The gun rampage at a Southern California bar on Wednesday came just 12 days after a hate-motivated shooting at a Pittsburgh synagogue and six days after a man with a history of assaulting women opened fire in a yoga studio in Florida, killing two women and wounding five other people.

Yet there were bright spots in the pre-midnight darkness: People who risked their lives to help others when their own safety was threatened. Shortly after gunfire rang out at Borderline Bar and Grill in Thousand Oaks, Matt Wennerstrom grabbed a barstool, smashed a window, and started pushing people out. His efforts reportedly helped save dozens of lives. A mother of a survivor reported that six off-duty police officers saved her daughter’s life by forming a wall between her and the gunman.

Every mass shooting brings fresh horrors, new heartbreak, a jolt of anger that it’s happened again. To focus for a moment on the heroism and small kindnesses that so often emerge from the chaos and carnage is not to deny the suffering and loss. Instead, it can be a source of resolve; a way to absorb yet another American massacre, and not tune out.

Several of the survivors of the Borderline shooting had fled gunfire at another country music venue: last year’s Route 91 Harvest festival in Las Vegas, where 58 people were gunned down and another 422 were wounded — and where countless survivors were guided to safety by Good Samaritans. Sisters Lauren and Lulu Farina were carried off the Strip by a man and his husband. Lauren was using a wheelchair at the time. When one of the men noticed she was barefoot, he gave her his shoes.

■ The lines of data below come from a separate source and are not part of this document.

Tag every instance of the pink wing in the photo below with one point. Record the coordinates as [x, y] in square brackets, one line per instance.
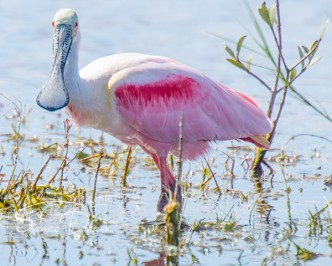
[152, 97]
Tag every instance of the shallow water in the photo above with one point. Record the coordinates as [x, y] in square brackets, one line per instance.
[184, 31]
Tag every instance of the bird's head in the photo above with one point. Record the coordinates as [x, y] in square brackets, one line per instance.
[54, 94]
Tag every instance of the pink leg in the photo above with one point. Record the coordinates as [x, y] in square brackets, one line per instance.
[168, 183]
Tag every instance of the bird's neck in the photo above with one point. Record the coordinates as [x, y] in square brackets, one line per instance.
[71, 73]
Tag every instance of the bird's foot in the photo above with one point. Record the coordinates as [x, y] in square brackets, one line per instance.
[167, 196]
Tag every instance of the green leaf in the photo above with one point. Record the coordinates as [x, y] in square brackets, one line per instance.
[229, 51]
[314, 61]
[301, 56]
[237, 64]
[239, 45]
[265, 14]
[249, 61]
[273, 12]
[324, 27]
[305, 49]
[293, 74]
[313, 49]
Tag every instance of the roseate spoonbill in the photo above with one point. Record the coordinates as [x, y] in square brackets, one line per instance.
[139, 99]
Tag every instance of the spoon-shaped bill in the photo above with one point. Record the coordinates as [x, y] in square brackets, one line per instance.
[54, 94]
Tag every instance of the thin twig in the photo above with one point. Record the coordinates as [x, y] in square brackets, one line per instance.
[33, 186]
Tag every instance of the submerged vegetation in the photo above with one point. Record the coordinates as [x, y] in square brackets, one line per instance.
[284, 73]
[63, 199]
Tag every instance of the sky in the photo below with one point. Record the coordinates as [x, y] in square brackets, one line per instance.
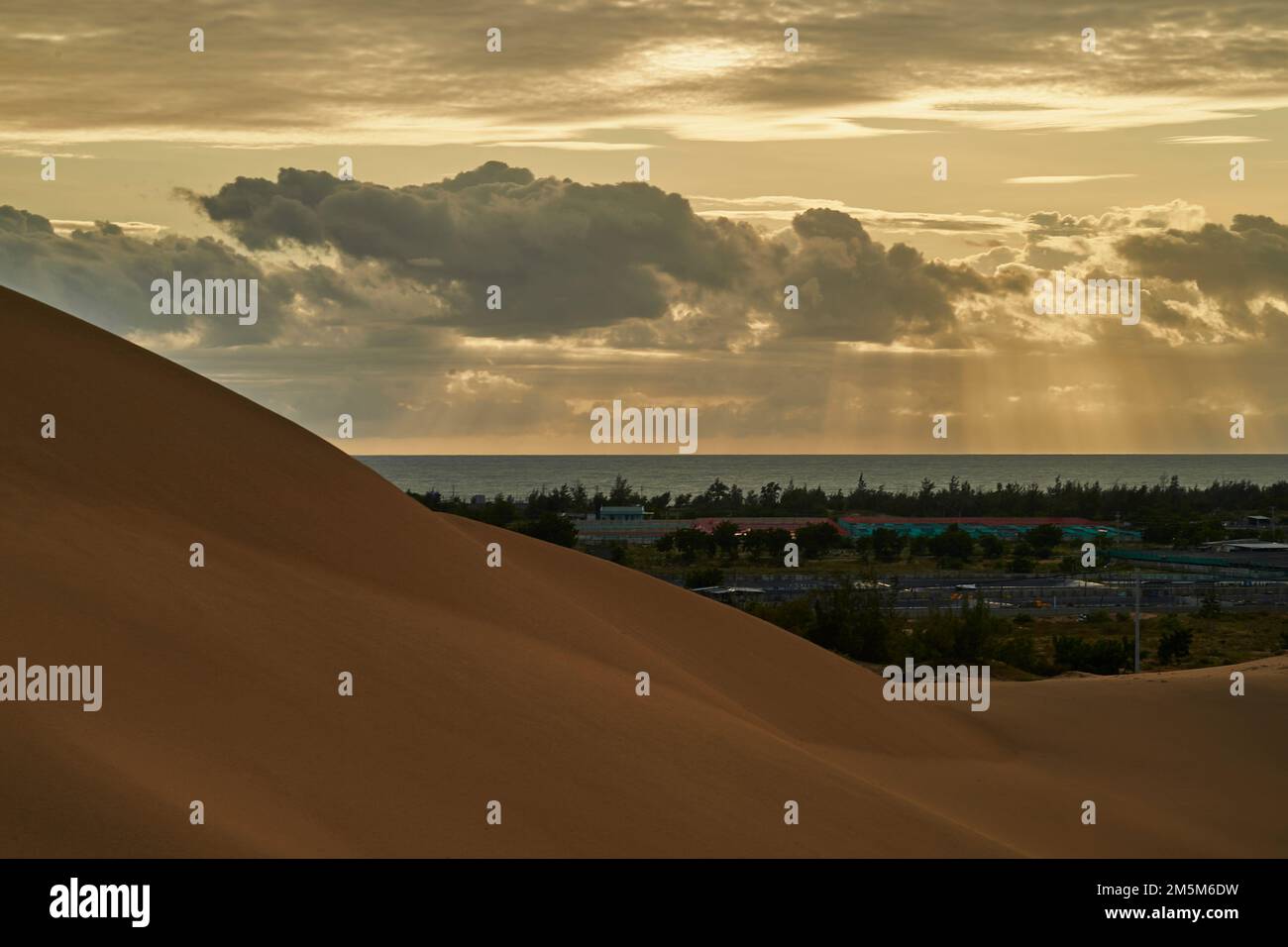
[1080, 138]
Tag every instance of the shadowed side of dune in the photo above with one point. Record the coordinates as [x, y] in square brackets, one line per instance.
[475, 684]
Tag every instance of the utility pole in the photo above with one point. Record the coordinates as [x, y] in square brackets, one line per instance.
[1137, 621]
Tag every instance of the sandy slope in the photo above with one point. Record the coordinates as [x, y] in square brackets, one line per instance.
[514, 684]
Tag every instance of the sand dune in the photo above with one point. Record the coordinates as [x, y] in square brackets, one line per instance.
[513, 684]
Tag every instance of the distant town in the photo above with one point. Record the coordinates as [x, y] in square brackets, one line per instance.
[1057, 578]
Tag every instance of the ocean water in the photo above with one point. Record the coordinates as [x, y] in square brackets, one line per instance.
[652, 474]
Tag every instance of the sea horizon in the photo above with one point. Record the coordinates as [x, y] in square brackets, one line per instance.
[655, 474]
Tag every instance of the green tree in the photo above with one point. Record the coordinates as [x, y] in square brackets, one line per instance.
[725, 536]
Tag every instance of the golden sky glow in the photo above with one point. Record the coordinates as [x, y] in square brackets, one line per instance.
[1111, 162]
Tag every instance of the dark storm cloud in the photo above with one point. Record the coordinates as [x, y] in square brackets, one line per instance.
[1234, 263]
[104, 275]
[571, 257]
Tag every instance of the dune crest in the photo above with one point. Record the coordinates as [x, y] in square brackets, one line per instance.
[513, 684]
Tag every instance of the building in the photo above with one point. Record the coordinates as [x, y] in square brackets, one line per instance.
[622, 514]
[1003, 527]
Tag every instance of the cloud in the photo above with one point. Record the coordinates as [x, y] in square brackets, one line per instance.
[310, 72]
[373, 303]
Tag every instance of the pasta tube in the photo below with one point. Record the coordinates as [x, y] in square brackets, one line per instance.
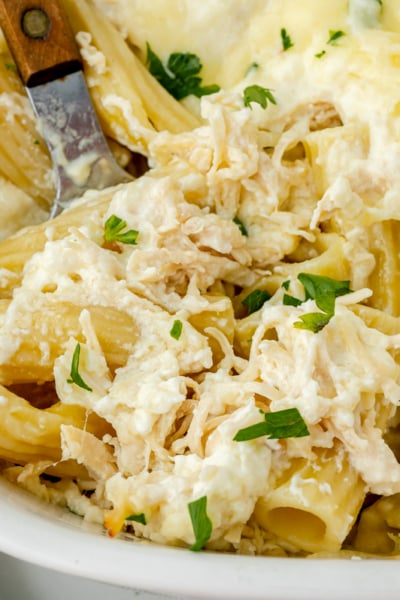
[315, 504]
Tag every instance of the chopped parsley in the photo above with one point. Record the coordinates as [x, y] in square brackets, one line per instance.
[113, 228]
[282, 424]
[334, 36]
[324, 291]
[139, 518]
[176, 329]
[180, 76]
[286, 40]
[74, 374]
[255, 300]
[242, 228]
[201, 523]
[252, 67]
[258, 94]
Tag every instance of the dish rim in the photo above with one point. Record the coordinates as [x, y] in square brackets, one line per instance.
[53, 538]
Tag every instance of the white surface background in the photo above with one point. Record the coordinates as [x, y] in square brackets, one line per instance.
[22, 581]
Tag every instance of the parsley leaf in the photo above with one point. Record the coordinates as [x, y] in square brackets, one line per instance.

Then a third stranger, a former Marine, drove the sisters and several others to safety.

Some of the people who sprang into action that night weren’t able to do much more than offer comfort. Heather Gooze, a bartender at the festival, ushered concertgoers out a back door. But then she ran back to the bar to help the wounded. One of them, a 23-year-old man, died holding her hand. She stayed with his body for hours, she later told the Senate Judiciary Committee, because she didn’t want him to be alone. As they sat together, his phone rang, and she broke the difficult news to his loved ones.

Kindnesses often extend past the scene and into the ensuing weeks and months. In April, James Shaw Jr., rushed a rifle-wielding man who’d killed four people at a Waffle House in Antioch, Tennessee, likely saving many lives. Then he launched a foundation to address mental health and community violence in the Nashville area.

Sometimes people who have no immediate connection to a tragic event or its victims are inspired to lend a hand. Within two hours of last month’s Pittsburgh synagogue shooting, which was motivated by anti-Semitism, Tarek El-Messidi, a Muslim who lives 460 miles away in Chicago, started a fund-raising campaign to help the victims. He convinced two Muslim groups to kick in a total of $25,000; two weeks later, it has raised more than $238,000. “Putting our… differences aside, the core of all of us is that we have a shared humanity,” El-Messidi told The New York Times.

Some strangers are so horrified or anguished or humbled by a shooting that it shapes the rest of their lives. Don Price, the caretaker of Greenwood Cemetery in Orlando, lovingly tends to a plot of graves occupied by four victims of the 2016 Pulse nightclub massacre. He also comforts mourners and dispenses free hugs. Price takes his role as protector very seriously, Mike Spies reported last year: Afraid that the funerals would draw protesters from the fervently anti-LGBTQ Westboro Baptist Church, Price acquired a parade permit from the city that allowed him to shut down a lane of the adjacent road, and further obscured the graves by hanging a dark screen on a nearby fence.

“He’s the most amazing, decent guy,” City Commissioner Patty Sheehan told us. “An elegant Southern redneck gentleman.”

Then there are gestures that are small but meaningful, because they raise awareness of the unrelenting daily gun violence that plagues the nation. Every morning, Los Angeles resident and animator Marlon West, who has lost three family members to gun violence, performs a silent tribute to the number of people killed by guns the day before: He picks a scenic location in his city and does a push-up for each of them. West uses Gun Violence Archive, a nonprofit that tracks gun violence incidents through news reports, to determine how many push-ups he needs to do. So far this year, he’s up to 12,509.

I’m just a guy who makes cartoons for a living,” he told us in July. “To acknowledge these deaths on the daily seems like a reasonable thing to do.”